IS practitioners will be forced to step up their game (because of limited bodies, limited hours in a day, unlimited attackers and attacks with increasing sophistication) and get up every morning, look themselves in the mirror and (repeat after me): Work Smarter Not Harder. They will be forced to follow the lead of the hackers and take routine tasks off of human responders and assign those tasks to AI to help reduce the total noise in the system and bubble up the items of interest (insert segue here to rant about how 2020 will NOT be a year of increasing intelligence around Risk Management).

Security Spending Will Keep On Increasing

This one is almost a freebie, with the increase in tech and decrease of the barriers to entry for a given hacker, the other side (IS) must add more fuel to keep pace. IS people are in short supply, awareness is up, penalties exist (think about GDPR, CCPA, and about 50 others), barriers to entry for hackers are down. Spending on security is bound to increase exponentially in this year.

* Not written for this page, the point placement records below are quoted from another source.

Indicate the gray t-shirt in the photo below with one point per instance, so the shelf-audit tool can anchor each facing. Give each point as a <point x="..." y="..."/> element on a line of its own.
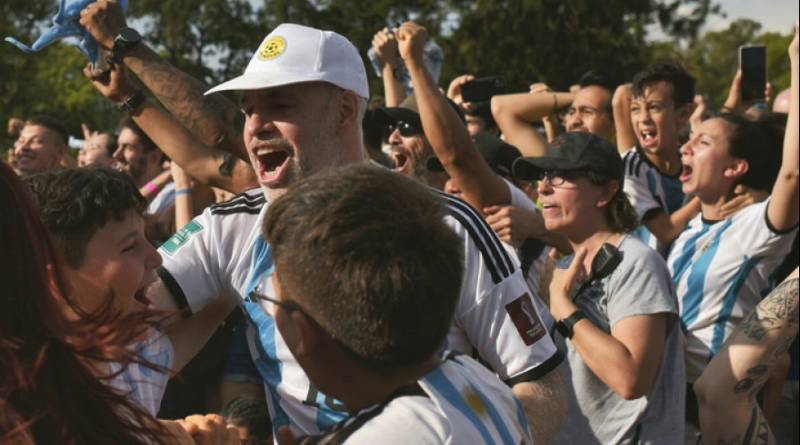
<point x="640" y="285"/>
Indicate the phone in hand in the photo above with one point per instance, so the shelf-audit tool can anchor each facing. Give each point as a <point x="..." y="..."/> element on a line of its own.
<point x="482" y="89"/>
<point x="753" y="63"/>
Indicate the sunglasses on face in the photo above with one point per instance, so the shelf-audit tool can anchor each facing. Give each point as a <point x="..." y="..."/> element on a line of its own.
<point x="407" y="129"/>
<point x="288" y="305"/>
<point x="558" y="177"/>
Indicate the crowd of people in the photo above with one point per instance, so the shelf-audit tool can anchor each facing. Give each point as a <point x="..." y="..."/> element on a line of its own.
<point x="322" y="263"/>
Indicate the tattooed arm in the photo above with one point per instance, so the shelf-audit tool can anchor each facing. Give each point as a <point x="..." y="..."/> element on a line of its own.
<point x="726" y="392"/>
<point x="213" y="119"/>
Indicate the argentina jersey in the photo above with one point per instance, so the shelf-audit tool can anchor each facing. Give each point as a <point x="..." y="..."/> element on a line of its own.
<point x="223" y="252"/>
<point x="721" y="271"/>
<point x="648" y="190"/>
<point x="459" y="402"/>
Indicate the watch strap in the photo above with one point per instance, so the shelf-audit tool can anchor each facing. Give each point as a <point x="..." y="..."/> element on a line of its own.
<point x="132" y="102"/>
<point x="565" y="326"/>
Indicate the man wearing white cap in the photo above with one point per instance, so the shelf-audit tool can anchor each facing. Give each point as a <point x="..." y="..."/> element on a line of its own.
<point x="305" y="93"/>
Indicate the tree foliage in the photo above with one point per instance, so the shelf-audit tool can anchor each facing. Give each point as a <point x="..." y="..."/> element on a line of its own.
<point x="714" y="58"/>
<point x="524" y="40"/>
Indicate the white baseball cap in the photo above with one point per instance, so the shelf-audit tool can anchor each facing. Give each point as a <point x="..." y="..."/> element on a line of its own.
<point x="294" y="54"/>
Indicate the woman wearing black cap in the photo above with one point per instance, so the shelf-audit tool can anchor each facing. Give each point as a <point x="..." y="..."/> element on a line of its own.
<point x="624" y="342"/>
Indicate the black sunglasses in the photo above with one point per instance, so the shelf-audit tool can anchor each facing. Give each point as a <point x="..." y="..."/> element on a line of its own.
<point x="407" y="129"/>
<point x="288" y="305"/>
<point x="558" y="177"/>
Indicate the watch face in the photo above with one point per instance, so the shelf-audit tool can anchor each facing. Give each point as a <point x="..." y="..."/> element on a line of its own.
<point x="129" y="35"/>
<point x="562" y="329"/>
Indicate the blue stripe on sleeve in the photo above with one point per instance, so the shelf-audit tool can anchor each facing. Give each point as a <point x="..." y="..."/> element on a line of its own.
<point x="695" y="284"/>
<point x="267" y="362"/>
<point x="452" y="395"/>
<point x="499" y="425"/>
<point x="729" y="302"/>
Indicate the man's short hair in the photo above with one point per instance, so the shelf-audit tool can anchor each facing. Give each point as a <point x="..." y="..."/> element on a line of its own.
<point x="368" y="255"/>
<point x="760" y="145"/>
<point x="51" y="124"/>
<point x="75" y="203"/>
<point x="682" y="82"/>
<point x="129" y="123"/>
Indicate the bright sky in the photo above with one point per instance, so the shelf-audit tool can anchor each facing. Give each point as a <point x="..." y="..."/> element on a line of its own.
<point x="774" y="15"/>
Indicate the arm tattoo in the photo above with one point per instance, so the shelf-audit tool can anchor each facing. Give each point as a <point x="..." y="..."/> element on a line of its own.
<point x="780" y="308"/>
<point x="211" y="118"/>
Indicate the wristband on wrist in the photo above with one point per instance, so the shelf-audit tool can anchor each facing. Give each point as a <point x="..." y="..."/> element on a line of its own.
<point x="151" y="187"/>
<point x="132" y="103"/>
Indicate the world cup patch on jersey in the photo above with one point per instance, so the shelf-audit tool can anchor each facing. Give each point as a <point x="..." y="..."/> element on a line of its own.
<point x="272" y="48"/>
<point x="526" y="319"/>
<point x="181" y="237"/>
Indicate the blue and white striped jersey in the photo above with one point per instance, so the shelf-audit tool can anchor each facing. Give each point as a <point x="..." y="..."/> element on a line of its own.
<point x="460" y="402"/>
<point x="649" y="190"/>
<point x="223" y="253"/>
<point x="721" y="271"/>
<point x="146" y="385"/>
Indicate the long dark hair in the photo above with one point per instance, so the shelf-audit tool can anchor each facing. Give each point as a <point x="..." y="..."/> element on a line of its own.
<point x="48" y="391"/>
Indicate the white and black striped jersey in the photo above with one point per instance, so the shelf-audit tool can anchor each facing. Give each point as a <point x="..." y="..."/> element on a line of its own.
<point x="460" y="402"/>
<point x="223" y="252"/>
<point x="649" y="190"/>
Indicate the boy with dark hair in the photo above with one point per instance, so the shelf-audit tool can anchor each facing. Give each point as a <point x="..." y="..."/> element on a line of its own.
<point x="659" y="107"/>
<point x="367" y="277"/>
<point x="41" y="146"/>
<point x="139" y="156"/>
<point x="95" y="217"/>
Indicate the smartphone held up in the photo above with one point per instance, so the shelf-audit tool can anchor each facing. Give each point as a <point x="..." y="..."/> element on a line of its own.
<point x="753" y="63"/>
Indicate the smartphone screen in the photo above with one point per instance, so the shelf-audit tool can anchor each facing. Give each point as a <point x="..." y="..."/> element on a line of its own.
<point x="482" y="90"/>
<point x="753" y="63"/>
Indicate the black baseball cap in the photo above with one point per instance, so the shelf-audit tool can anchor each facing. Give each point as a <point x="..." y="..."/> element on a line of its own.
<point x="498" y="154"/>
<point x="574" y="151"/>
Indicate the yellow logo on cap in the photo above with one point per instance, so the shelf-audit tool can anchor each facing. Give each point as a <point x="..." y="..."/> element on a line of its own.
<point x="272" y="48"/>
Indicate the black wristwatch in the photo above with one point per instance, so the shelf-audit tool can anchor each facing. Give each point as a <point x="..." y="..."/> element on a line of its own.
<point x="126" y="39"/>
<point x="564" y="327"/>
<point x="132" y="102"/>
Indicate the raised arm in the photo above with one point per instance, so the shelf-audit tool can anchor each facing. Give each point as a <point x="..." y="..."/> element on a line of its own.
<point x="445" y="131"/>
<point x="621" y="104"/>
<point x="198" y="159"/>
<point x="783" y="210"/>
<point x="385" y="45"/>
<point x="514" y="114"/>
<point x="213" y="119"/>
<point x="727" y="389"/>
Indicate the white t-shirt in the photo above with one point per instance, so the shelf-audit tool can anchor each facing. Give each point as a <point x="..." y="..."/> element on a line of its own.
<point x="533" y="275"/>
<point x="460" y="402"/>
<point x="649" y="190"/>
<point x="721" y="271"/>
<point x="222" y="252"/>
<point x="141" y="383"/>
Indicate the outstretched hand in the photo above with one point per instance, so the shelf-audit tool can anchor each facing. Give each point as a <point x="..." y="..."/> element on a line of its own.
<point x="112" y="84"/>
<point x="103" y="19"/>
<point x="385" y="45"/>
<point x="454" y="90"/>
<point x="411" y="39"/>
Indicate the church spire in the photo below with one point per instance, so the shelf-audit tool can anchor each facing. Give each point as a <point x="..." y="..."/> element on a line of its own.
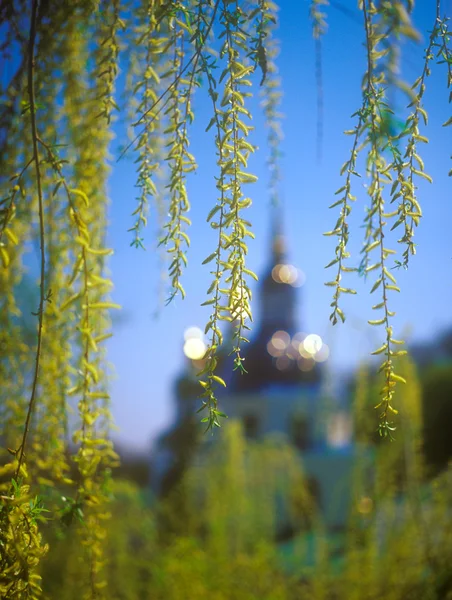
<point x="277" y="237"/>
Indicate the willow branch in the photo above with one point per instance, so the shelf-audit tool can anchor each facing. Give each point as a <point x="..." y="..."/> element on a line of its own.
<point x="34" y="136"/>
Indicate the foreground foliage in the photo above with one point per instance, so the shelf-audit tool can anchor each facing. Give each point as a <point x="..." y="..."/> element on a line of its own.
<point x="58" y="105"/>
<point x="216" y="536"/>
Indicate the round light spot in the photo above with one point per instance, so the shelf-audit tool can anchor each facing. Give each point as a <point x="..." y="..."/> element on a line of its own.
<point x="285" y="273"/>
<point x="275" y="273"/>
<point x="193" y="332"/>
<point x="312" y="343"/>
<point x="194" y="348"/>
<point x="323" y="354"/>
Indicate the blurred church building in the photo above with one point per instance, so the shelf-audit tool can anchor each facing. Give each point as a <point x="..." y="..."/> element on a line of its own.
<point x="287" y="393"/>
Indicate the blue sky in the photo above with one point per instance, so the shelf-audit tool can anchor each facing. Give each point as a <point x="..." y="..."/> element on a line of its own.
<point x="147" y="351"/>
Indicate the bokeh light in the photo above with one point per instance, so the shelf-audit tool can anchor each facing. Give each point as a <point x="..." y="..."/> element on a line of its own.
<point x="194" y="348"/>
<point x="288" y="274"/>
<point x="312" y="343"/>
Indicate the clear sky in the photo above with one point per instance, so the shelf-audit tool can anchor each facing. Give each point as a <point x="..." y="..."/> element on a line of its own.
<point x="147" y="351"/>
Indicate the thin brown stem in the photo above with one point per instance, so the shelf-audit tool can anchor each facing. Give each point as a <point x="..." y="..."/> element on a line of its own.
<point x="34" y="136"/>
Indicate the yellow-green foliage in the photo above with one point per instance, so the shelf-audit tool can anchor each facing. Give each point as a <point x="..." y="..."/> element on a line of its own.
<point x="396" y="544"/>
<point x="56" y="116"/>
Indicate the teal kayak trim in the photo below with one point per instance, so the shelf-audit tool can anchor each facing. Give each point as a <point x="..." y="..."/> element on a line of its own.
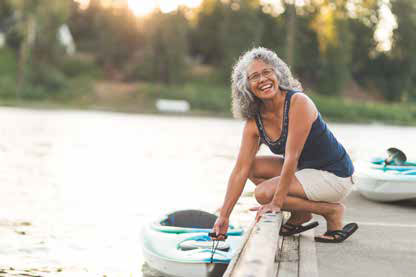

Attacks on data will be more threatening than Cyberwar

There has always been a cyberwar component (North Korea, Russia, Iran, FVEY, etc.) just as there is a space war component (killer satellites and satellite killers: India, China, US, etc.) – it is just that most of us don’t get wrapped up in that level of work. International Cyberwar was not so widespread as predicted; however, a lot happened with regards to disinformation and data manipulation.

What we did see and will see more of in 2020 is attacks on data.

Data usage, data manipulation, poisoning, maybe data DDoS. 5G and the shift from the Internet of People to a truer IoT will mean significant upticks in data flows and the opening of new threat vectors (our database people/processes/paradigms will probably start to be a really big deal in the coming years). Persistence values will probably be found to be wildly underestimated (i.e. lurkers that penetrate a system and “hang out” there, spreading through the system and creating many back doors for others to access your network and reduce cybersecurity level).

Supply-Chain Attacks will continue increasing in 2020

This will be a 2020 thing as a variation of Ransomware. Attackers can give companies the option: “Either I lock down your computers or disrupt your supply chain – your choice.” It is then up to companies to figure out the daily cost of that disruption and send attackers 85% of that to put everything back to normal.

Rise of Evangelism for Basic Cyber Hygiene

In 2020 we predict the rise of evangelism for basic cyber hygiene. That is, simple, cost-effective steps that can be done at all levels of an organization (or home) that will leave folks in a better, more defensible posture. These include such strategies as two-factor authentication (2FA)/multi-factor authentication (MFA) using SMS or an authenticator app, password managers, extremely strong passwords (> 12 characters), regular backups, etc. For organizations, essential strategies include segmentation, disaster recovery, and business continuity thinking/planning.